En octobre 1956, près de 200 000 Hongrois passaient librement la frontière autrichienne, fuyant l’écrasement de leur révolution par les chars russes. Près de 180 000 se rendirent en Autriche et 20 000 passèrent par la Yougoslavie.

A Eisenstadt, en Autriche, se souvient l’un de ces réfugiés, interrogé par "La Libre Belgique", toutes les Croix-Rouge d’Europe étaient présentes dans le camp. Les Hongrois, une fois identifiés, étaient envoyés directement par convois dans le pays d’accueil. "L’accueil était fantastique", dit-il.

Aujourd’hui, la Hongrie est le pays européen le plus hermétique à la vague de réfugiés syriens. Il a décidé mardi de prolonger son rideau de fer vers la Roumanie. D’autres pays, comme le Danemark et le Royaume-Uni, ferment leurs portes à tout système de quotas. Les Européens sont divisés.

En 1956, a déclaré lundi à Bruxelles le Haut-commissaire des Nations unies aux Réfugiés (HCR) Antonio Guterres, "il n’y avait pas (d’accords) de Schengen, même pas d’Union européenne et il y a eu un programme massif de réimplantation. Le programme européen dura moins de trois semaines".

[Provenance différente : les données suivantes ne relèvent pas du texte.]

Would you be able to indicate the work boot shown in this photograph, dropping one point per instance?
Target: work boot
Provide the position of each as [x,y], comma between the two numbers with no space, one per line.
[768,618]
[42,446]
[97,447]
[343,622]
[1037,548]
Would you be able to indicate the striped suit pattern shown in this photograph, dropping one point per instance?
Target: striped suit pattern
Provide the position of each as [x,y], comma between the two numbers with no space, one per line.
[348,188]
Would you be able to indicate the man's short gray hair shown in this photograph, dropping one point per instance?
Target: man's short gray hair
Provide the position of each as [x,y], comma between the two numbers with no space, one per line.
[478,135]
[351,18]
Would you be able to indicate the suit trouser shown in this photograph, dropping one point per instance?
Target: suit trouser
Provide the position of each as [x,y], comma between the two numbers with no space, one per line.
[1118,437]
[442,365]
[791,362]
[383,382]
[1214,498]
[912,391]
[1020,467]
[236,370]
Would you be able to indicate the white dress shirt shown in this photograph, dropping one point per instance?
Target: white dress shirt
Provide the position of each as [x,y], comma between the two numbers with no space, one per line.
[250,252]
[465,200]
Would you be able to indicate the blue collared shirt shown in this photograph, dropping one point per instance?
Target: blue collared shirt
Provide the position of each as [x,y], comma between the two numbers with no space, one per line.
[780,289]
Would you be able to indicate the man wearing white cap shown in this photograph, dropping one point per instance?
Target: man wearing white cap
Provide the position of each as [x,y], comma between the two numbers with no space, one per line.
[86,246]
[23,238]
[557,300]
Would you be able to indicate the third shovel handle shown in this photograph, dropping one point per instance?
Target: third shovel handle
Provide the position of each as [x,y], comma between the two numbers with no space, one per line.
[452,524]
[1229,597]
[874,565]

Aujourd’hui, "soit l’Europe est capable d’agir collectivement, soit elle deviendra insignifiante sur le plan des affaires internationales", a averti lors d’une conférence de presse l’ancien Premier ministre socialiste portugais.

4 000 réfugiés par jour en Grèce

Car le temps presse et le flux des réfugiés ne tarit pas. Selon le Haut-Commissaire, environ 4 000 arrivent chaque jour en Grèce, et entre 500 et 1 000 via l’Italie. Sur la voie des Balkans, la plupart viennent de Syrie - 83 % selon le HCR -, plus des Afghans ou des Pakistanais. Sur la route menant aux côtes italiennes, il y a davantage de migrants économiques, venus d’Afrique.

Pour António Guterres, trois raisons expliquent ce mouvement massif de population qui a débuté au cours de l’été. La première est qu’après cinq ans de guerre en Syrie, les réfugiés "ont perdu tout espoir de rentrer à la maison". La deuxième est que les conditions d’accueil se sont détériorées dans les trois pays voisins (Turquie, Jordanie, Liban) qui ont absorbé l’essentiel des quatre millions de Syriens réfugiés à l’étranger. La troisième est que l’aide internationale a diminué en 2015 au point qu’une organisation comme le Programme alimentaire mondial (PAM) a dû baisser son soutien nutritionnel de 40 %.

Au Liban, nous explique Matthew Hollingworth, directeur du PAM à Damas, "nous donnions auparavant un bon de 30 dollars par mois à chaque famille. A cause du manque de soutien, la valeur de ce bon a été ramenée à 13 dollars".

Un plan B

Voilà pourquoi António Guterres appelle les Européens à se ressaisir, à adopter "un plan B" et à installer en Italie et en Grèce des centres d’accueil ("hotspots" dans le jargon européen) pour faire le tri des réfugiés et les dispatcher dans les pays d’accueil. Comme en 1956.